Tiene sillas talladas en la piedra. Tiene una leyenda. Y tiene, también, una historia detrás de la historia que la hace más interesante que cualquier mito inventado.
Dónde está
La Piedra de la Verdad se encuentra en la parte alta del cerro de la Virgen del Amor Hermoso — el mismo cerro donde está el Santuario que los fieles visitan cada fin de semana. El acceso es por una trocha que bordea un sector de preservación de bosque nativo, propiedad hoy del municipio de Zipacón.
Es una caminata corta desde el santuario, con vistas al valle y al casco urbano del pueblo. En el mismo sector hay una segunda roca: la Piedra de la Iglesia.
La leyenda
La historia que se cuenta es sencilla y poderosa: quien se siente en las sillas talladas en la roca no puede mentir. Así quisiera, las palabras verdaderas son las únicas que salen.
De ahí el nombre: la Piedra de la Verdad.
La historia detrás de la leyenda
Este cerro era propiedad privada antes de pasar al municipio. El dueño de aquel entonces vio el potencial turístico del lugar, construyó unas cabañas para hospedería y, al descubrir estas dos grandes rocas en la parte alta —que estaban enterradas bajo la maleza— decidió darles un uso.
Con cincel, talló figuras e imágenes en la piedra. Labró las sillas ceremoniales. Y creó la leyenda que hoy la acompaña.

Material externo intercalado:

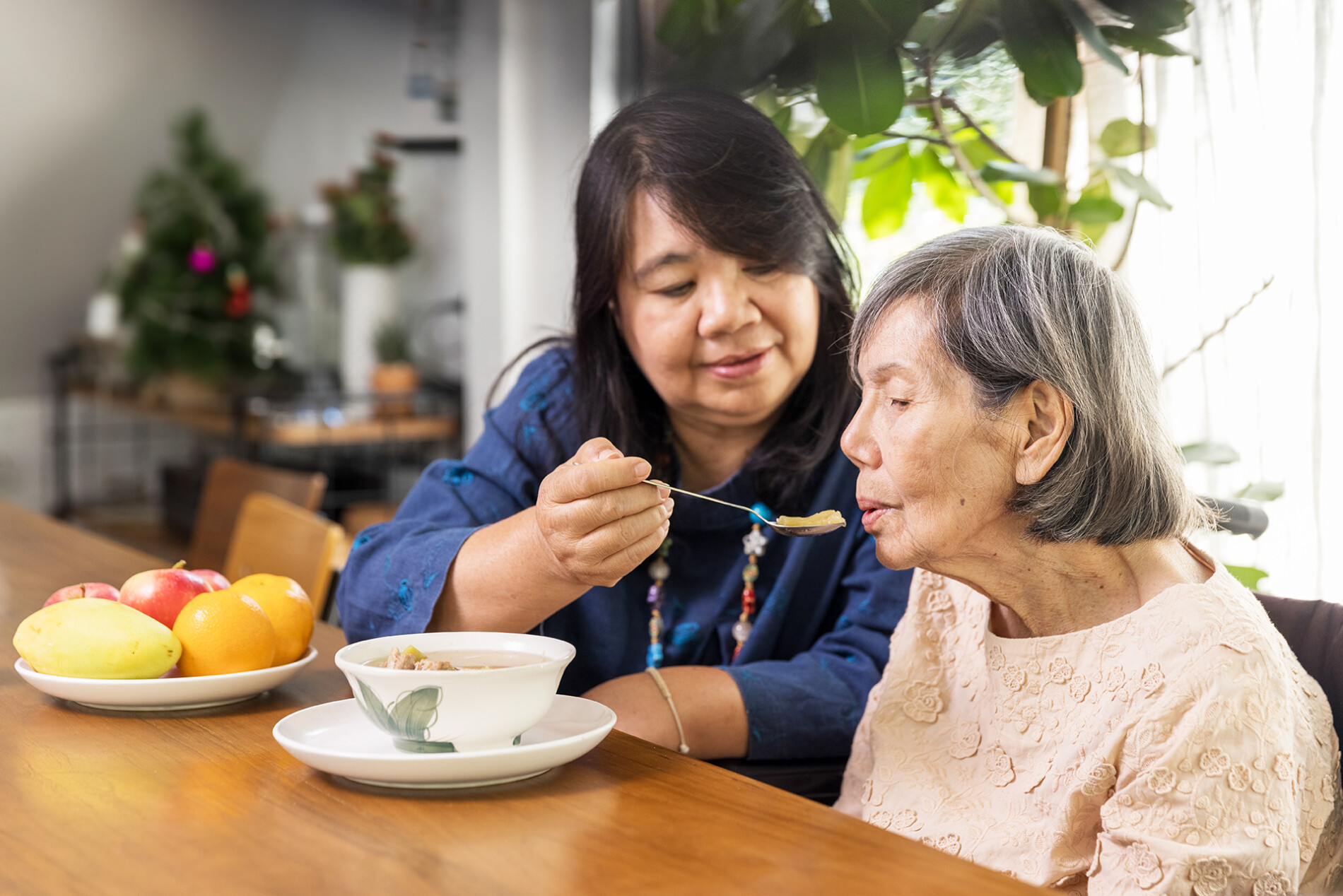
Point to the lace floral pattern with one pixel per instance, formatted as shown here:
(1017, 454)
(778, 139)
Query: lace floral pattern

Al observar detenidamente los grabados, se evidencia que fueron realizados con instrumento metálico — no con las herramientas de piedra que usaban los muiscas. La iconografía tampoco corresponde del todo a los patrones precolombinos de la región.
Eso no quiere decir que el lugar no tenga valor. El cerro es territorio ancestral muisca y la roca, imponente como es, habría llamado la atención de cualquier comunidad que habitara estas montañas. Lo que sí se puede afirmar con seguridad es que los grabados son contemporáneos.
¿Verdad o creatividad?
La fuente más antigua que documenta la Piedra de la Verdad lo dice con honestidad: "¿Verdad o una muestra de nuestra creatividad para incentivar el turismo? Visítela y saque sus propias conclusiones."
Esa pregunta abierta es, en sí misma, parte del encanto del lugar. Zipacón no necesita inventar su historia — tiene suficiente patrimonio real para llenar muchas visitas. Pero la Piedra de la Verdad enseña algo sobre cómo los pueblos construyen su identidad: a veces la leyenda importa tanto como el hecho.
Cómo llegar
El punto de partida es el Santuario de la Virgen del Amor Hermoso, en la parte alta del casco urbano de Zipacón. Desde allí, una trocha sube hacia el sector del bosque nativo del Pueblo Viejo. La caminata es corta y el camino está señalizado localmente.
Se puede combinar fácilmente con la visita al Santuario y con el circuito del casco histórico: la Capilla Doctrinera, el Museo del Disco y la Sala de Música Guillermo Uribe Holguín están a pocos minutos caminando.